Fons Brangulí/National Archives of Catalonia (ANC) |
The start of Josep Brangulí i Soler's (1879-1945) career as a photo-journalist coincided with the social and political upheavals in Barcelona that resulted in Setmana Tragica (Tragic Week) during the summer of 1909. Brugulí seems to have missed out on the actual rioting but he was certainly on hand to record the aftermath of the disturbances that inflamed the Catalan capital--the burnt out churches, monasteries and convents, and the street barricades made up of cobble stones. However, over the next 35 years or so Brangulí, and later in collaboration with two of his sons, produced a priceless photographic record of a city convulsed by tremendous events; the city under the first dictatorship, the rise of the Catalan middle class, the coming of the Second Republic, the civil war and finally the defeated Barcelona. Brangulí also recorded the more mundane everyday happenings that make a city work; workers at their trades, policemen investigating crime scenes, bored salesmen selling their wares at trade fairs, pupils at their desks and politicians speaking at meetings. By the time Josep Brangulí's career and life ended in 1945, Barcelona was an occupied city waiting for its long ascent to begin but fortunately for those of us interested in the city's history, his two sons were there to carry on.
Three hundred photographs are on display in an exhibition entitled Brangulí - Barcelona 1909-1945 at the Centre de Cultura Contemporània de Barcelona (CCCB). The curators, Valentin Vallhonrat and Rafael Levenfeld, have selected from a collection of almost a million images that the Generalitat de Catalunya (the Catalan government) purchased from the Brangulí family several years ago. The contribution to the collection by the two sons, Joaquim and Xavier, is not insignificant however, approximately half of the archive, and most of the exhibit, can be attributed to the senior Brangulí. The collection, now in the possession of the National Archives of Catalonia (ANC) is, for students of Barcelona's troubled history, an invaluable resource.

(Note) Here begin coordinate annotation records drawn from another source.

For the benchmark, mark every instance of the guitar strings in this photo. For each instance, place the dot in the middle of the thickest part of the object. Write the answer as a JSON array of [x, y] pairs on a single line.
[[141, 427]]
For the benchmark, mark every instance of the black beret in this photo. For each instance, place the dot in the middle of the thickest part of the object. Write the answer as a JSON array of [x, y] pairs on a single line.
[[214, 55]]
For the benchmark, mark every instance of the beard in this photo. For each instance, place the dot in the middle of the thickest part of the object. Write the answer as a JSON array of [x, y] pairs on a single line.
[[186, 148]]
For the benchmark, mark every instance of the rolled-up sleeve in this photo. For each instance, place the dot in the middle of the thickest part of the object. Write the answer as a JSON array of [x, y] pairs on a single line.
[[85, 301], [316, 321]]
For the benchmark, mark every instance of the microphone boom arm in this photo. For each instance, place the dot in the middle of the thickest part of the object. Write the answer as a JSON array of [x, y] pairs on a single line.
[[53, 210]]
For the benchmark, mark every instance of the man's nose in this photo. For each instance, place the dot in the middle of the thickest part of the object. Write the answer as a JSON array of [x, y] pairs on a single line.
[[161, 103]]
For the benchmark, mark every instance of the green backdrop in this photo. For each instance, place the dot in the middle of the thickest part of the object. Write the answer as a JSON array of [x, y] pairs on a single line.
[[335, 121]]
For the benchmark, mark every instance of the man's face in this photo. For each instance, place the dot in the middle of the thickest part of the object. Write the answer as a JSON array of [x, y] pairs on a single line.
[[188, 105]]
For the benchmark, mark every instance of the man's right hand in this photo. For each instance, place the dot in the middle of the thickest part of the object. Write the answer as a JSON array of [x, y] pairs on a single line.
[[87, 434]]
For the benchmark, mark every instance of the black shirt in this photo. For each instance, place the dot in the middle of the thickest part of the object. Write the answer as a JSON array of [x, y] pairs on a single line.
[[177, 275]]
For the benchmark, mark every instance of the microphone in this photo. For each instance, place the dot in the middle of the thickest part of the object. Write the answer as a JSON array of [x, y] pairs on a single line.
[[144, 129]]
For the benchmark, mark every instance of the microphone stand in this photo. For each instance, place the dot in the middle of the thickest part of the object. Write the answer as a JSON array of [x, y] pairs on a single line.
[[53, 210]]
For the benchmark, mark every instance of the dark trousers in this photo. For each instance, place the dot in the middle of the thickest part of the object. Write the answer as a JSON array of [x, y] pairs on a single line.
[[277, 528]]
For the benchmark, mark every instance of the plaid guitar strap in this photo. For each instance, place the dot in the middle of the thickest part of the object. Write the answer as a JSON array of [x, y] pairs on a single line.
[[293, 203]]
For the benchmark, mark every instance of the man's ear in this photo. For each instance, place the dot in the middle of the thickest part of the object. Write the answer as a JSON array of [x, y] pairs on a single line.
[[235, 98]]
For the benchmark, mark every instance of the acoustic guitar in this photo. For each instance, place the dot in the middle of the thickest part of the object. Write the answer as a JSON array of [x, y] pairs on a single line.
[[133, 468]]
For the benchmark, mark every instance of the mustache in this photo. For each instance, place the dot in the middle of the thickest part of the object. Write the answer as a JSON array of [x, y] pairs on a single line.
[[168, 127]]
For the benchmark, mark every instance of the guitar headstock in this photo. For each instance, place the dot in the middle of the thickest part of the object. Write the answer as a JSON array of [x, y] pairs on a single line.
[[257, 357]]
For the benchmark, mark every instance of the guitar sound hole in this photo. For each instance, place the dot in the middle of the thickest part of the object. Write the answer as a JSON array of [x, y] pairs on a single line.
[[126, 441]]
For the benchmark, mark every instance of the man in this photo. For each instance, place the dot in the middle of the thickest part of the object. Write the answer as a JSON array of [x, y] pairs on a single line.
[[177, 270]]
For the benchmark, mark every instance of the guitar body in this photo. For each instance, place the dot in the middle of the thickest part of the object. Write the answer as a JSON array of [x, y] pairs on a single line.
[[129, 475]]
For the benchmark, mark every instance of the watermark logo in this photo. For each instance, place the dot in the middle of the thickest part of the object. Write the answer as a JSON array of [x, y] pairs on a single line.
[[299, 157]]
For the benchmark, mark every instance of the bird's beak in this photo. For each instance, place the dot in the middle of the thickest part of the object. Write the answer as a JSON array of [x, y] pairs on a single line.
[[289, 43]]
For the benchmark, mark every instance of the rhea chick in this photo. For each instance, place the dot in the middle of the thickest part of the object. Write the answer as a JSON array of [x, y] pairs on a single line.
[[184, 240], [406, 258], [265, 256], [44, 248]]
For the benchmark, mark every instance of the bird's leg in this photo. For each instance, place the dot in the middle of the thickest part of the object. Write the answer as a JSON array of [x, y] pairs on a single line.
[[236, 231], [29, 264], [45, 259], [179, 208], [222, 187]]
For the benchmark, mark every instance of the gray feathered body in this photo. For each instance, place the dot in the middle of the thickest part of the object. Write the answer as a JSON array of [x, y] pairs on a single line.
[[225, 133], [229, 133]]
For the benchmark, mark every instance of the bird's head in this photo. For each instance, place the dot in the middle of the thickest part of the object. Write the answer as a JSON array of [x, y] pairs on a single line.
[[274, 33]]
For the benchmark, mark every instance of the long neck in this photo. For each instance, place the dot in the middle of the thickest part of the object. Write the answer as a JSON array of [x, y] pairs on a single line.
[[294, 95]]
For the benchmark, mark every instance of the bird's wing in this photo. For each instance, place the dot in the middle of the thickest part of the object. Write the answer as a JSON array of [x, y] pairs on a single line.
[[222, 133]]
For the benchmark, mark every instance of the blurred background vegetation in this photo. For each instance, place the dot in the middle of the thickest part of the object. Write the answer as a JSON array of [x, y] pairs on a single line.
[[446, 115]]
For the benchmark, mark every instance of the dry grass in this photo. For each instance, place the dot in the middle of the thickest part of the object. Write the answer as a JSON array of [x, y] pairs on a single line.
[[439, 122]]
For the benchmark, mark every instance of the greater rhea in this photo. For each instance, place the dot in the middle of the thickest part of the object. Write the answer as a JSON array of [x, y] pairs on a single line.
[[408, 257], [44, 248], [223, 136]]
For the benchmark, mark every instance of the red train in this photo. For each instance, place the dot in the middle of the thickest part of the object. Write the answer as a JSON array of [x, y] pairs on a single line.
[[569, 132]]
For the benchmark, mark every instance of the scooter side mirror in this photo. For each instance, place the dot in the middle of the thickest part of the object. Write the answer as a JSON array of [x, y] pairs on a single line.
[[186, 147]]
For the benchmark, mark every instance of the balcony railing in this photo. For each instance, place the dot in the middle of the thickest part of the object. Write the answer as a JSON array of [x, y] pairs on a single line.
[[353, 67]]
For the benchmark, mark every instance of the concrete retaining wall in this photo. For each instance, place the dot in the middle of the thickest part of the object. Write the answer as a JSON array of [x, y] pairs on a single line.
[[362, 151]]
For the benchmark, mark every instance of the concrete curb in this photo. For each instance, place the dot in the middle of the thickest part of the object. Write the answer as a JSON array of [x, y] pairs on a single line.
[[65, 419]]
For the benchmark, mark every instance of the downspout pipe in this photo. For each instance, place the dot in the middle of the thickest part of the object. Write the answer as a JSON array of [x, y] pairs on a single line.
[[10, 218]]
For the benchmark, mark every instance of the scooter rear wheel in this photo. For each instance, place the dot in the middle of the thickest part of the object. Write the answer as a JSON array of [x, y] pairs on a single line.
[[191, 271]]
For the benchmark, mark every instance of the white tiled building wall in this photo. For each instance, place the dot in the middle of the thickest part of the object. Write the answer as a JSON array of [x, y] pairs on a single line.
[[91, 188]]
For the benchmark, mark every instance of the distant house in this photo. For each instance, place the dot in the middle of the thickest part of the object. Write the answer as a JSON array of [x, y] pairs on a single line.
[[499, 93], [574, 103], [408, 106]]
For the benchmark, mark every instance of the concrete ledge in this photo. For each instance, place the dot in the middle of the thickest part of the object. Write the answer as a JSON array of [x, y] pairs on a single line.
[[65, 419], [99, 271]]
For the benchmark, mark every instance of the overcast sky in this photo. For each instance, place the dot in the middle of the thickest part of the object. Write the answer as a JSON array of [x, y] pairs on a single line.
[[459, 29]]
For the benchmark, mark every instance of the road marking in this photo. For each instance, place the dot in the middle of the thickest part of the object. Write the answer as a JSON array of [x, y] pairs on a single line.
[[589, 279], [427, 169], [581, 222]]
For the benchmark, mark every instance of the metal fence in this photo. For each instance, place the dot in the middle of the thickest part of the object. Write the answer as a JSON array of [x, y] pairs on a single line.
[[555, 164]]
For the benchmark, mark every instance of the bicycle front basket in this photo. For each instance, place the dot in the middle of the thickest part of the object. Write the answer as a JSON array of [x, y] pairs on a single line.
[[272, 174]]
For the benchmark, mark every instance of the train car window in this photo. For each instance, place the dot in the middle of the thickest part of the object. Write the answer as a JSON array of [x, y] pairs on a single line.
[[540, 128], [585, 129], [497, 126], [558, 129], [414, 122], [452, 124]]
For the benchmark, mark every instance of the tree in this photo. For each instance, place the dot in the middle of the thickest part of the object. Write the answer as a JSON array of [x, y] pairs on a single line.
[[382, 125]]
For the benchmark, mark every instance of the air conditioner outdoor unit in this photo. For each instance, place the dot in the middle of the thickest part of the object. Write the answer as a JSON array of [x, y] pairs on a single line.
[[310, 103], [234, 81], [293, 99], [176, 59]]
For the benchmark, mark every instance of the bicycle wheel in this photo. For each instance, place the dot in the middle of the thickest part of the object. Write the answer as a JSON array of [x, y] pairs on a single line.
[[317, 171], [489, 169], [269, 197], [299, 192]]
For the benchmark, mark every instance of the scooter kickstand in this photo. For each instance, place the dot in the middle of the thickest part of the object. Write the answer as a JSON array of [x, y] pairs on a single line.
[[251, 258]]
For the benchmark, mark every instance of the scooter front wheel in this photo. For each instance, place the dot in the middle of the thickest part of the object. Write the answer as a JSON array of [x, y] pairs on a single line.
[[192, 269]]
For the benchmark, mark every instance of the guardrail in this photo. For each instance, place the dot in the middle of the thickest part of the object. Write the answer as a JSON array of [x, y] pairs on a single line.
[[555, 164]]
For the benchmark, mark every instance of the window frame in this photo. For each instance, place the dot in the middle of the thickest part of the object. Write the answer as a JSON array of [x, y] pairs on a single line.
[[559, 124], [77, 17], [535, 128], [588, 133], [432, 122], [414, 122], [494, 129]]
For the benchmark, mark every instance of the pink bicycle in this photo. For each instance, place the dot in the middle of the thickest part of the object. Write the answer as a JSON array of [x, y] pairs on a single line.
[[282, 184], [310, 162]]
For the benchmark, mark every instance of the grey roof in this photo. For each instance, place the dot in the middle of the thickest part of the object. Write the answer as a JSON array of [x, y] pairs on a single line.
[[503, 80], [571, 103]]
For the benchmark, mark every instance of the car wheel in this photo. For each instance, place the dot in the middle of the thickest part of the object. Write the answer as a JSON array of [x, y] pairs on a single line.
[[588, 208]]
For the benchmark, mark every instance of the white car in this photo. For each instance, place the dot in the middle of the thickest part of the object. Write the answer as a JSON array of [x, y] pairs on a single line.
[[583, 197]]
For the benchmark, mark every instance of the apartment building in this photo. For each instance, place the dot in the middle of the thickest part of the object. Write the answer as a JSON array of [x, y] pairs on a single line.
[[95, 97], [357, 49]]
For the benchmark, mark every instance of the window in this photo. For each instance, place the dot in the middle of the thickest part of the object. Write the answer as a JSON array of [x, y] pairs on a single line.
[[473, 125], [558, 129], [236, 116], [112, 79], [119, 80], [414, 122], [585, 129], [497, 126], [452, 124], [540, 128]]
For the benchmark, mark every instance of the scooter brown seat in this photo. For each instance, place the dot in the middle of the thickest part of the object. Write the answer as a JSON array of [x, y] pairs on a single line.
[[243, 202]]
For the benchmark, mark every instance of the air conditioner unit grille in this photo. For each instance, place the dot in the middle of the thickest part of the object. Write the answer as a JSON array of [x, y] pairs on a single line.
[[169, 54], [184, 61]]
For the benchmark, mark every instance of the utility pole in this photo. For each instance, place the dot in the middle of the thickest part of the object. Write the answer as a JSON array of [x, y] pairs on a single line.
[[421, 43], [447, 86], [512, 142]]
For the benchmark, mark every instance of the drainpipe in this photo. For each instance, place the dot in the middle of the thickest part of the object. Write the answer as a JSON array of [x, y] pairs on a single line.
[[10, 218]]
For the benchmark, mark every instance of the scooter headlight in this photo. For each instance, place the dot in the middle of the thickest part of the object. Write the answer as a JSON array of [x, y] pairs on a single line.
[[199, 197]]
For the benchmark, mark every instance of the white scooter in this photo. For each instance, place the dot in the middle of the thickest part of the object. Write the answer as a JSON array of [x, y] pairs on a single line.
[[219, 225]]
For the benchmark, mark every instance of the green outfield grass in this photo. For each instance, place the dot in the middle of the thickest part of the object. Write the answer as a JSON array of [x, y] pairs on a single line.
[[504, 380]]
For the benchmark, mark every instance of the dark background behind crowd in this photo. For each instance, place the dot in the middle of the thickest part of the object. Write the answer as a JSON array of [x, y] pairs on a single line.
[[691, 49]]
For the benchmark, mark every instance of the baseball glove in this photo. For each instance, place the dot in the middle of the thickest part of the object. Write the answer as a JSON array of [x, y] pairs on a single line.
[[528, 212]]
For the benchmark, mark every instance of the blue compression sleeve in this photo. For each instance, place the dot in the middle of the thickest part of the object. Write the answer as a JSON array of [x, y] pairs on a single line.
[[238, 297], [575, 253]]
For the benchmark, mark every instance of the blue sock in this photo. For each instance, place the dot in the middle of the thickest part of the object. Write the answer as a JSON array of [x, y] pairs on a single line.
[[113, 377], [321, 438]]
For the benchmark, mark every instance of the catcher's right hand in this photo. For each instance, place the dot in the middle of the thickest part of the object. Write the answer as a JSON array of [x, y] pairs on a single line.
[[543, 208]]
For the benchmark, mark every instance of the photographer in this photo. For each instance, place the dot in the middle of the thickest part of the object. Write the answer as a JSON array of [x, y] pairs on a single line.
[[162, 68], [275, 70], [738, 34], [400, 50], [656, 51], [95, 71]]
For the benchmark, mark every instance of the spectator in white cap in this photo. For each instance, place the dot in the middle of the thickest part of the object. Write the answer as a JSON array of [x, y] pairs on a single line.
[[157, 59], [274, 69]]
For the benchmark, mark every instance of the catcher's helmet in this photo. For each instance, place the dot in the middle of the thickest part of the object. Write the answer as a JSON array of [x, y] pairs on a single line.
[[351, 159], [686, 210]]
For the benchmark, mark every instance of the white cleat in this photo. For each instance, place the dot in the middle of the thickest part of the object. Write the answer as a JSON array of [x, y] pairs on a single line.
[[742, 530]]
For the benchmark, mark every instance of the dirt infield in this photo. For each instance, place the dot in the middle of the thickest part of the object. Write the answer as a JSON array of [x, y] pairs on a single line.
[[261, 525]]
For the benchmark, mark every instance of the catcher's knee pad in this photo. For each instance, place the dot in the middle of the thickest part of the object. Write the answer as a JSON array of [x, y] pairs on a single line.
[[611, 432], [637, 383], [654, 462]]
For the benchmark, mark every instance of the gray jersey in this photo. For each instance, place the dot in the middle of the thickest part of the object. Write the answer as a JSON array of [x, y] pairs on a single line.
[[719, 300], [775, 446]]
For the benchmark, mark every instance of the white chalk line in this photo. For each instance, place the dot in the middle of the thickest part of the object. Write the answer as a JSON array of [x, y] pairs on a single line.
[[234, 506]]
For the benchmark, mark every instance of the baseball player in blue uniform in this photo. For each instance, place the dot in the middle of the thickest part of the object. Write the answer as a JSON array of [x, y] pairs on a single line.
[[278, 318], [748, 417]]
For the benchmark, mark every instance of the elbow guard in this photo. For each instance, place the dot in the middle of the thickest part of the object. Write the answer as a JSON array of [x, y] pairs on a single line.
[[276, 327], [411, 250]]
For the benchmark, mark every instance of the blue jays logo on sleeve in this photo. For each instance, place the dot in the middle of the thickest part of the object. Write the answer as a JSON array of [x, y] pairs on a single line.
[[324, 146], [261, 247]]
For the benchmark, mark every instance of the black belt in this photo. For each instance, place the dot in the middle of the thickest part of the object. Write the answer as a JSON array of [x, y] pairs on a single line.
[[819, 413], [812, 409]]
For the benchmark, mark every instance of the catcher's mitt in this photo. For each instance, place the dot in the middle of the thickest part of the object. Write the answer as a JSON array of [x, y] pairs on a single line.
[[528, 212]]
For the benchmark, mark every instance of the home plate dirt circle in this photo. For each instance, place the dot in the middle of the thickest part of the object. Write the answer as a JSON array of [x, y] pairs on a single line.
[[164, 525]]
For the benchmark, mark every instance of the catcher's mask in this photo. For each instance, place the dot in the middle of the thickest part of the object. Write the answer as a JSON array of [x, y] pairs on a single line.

To have lived in Barcelona during the first half of the 20th century was like riding a roller coaster with no sense of how it would all end up. Many European cities suffered the same sort of breathless excess of destabilizing events. Think of Paris and Berlin, two cities whose highs and lows are well know to English audiences because of the many American and English journalists, writers and artists who told of their experiences. However, Barcelona in the first half of the 20th century was never exposed to the Anglo-Saxon world in a way that Madrid was, and it remains a mystery world to many foreigners. Although, that has changed in the last twenty years as the city has become a major tourist destination. To put the Brangulí exhibit in context it helps to learn beforehand some of Barcelona and Catalonia's history.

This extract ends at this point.